In the yarnover method, the turning yarn is positioned on the needle when the work is turned, and is in place to work together with the next stitch (and hide the hole) on the next row. The turning yarn may be loose for some knitters, but the resulting hole is much easier to eliminate. Work the required number of stitches to the turning point (knit if a right-side row; purl if a wrong-side row), turn the work, and make a yarnover. To account for the fact that the amount of yarn required to make a yarnover depends on the type of stitch that follows it, work a typical yarnover if the knit side is facing; work a yarn forward if the purl side is facing as follows:

Figure 1

Figure 1

Knit side facing: Bring the yarn forward, over the top of the needle, then to the back of the work (Figure 1).

Figure 2

Figure 2

Purl side facing: Hold the yarn in back, insert the tip of the right needle into the next stitch, bring the yarn over the top of the right needle (yarn forward), and purl the first stitch (Figure 2). The stitch mount of the yarn forward will be backward (leading leg in back of the needle) and will need to be corrected before it is worked on a subsequent row. When it comes time to close the gap on a subsequent row, work the yarnover together with the nearest unworked stitch, depending on whether the knit or purl side is facing as follows:

Knit stitch follows: Correct the mount of the yarnover (leading leg on front of needle), then knit the yarnover together with the unworked stitch (k2tog).

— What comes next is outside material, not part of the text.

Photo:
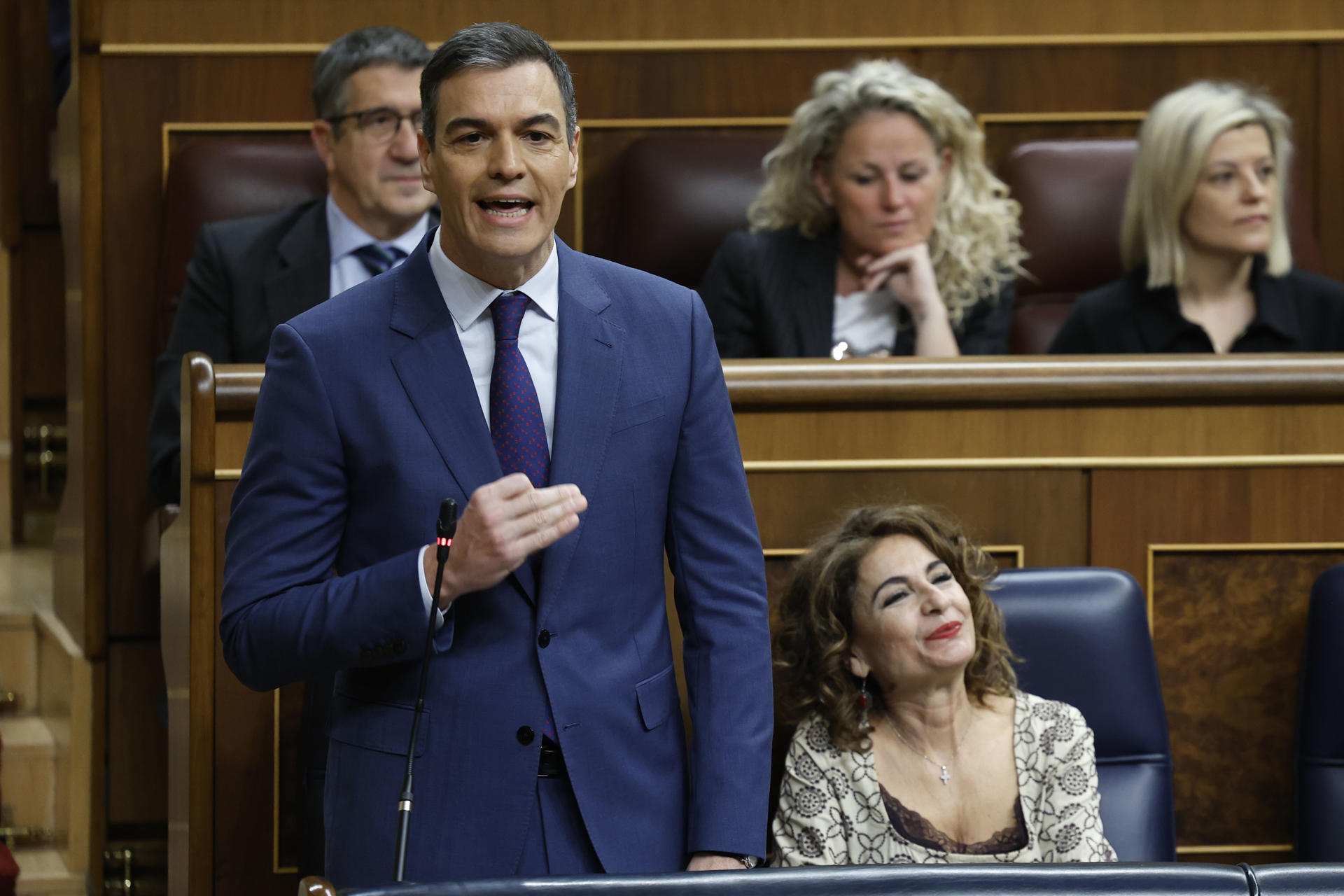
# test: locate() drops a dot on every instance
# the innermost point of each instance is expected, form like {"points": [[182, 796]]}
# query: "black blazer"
{"points": [[246, 277], [772, 295], [1297, 312]]}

Purl stitch follows: Slip the yarnover knitwise, slip the unworked stitch knitwise, return both stitches to the left needle (leading legs in back of the needle), and purl them together through their back loops (ssp). Note that these instructions are for working stockinette stitch back and forth in rows. If you want to use the yarnover method of working short rows in texture patterns or in pieces worked in the round, see below for ways to close the gaps.

Closing the Yarnover Gap

Depending on the stitch pattern used and whether you’re working back and forth in rows or in rounds, the yarnover may occur before or after the gap made at the turning point, and the nearest unworked stitch may be a knit or a purl. For a truly invisible transition, work the yarnover together with the unworked stitch as follows, depending on your particular situation.

Gap follows yarnover: Work to the yarnover, then proceed as follows:

  • Wrong (purl) side facing; knit stitch follows: K2tog.
  • Right (knit) side facing; knit stitch follows: Ssk.
  • Wrong side facing; purl stitch follows: P2tog.
  • Right side facing; purl stitch follows: Ssp.

Gap precedes yarnover: Work to one stitch before the gap, then proceed as follows:

  • Right side facing; knit stitch follows: Ssk.
  • Wrong side facing, knit stitch follows: K2tog.
  • Right side facing, purl stitch follows: Ssp.
  • Wrong side facing; purl stitch follows: P2tog.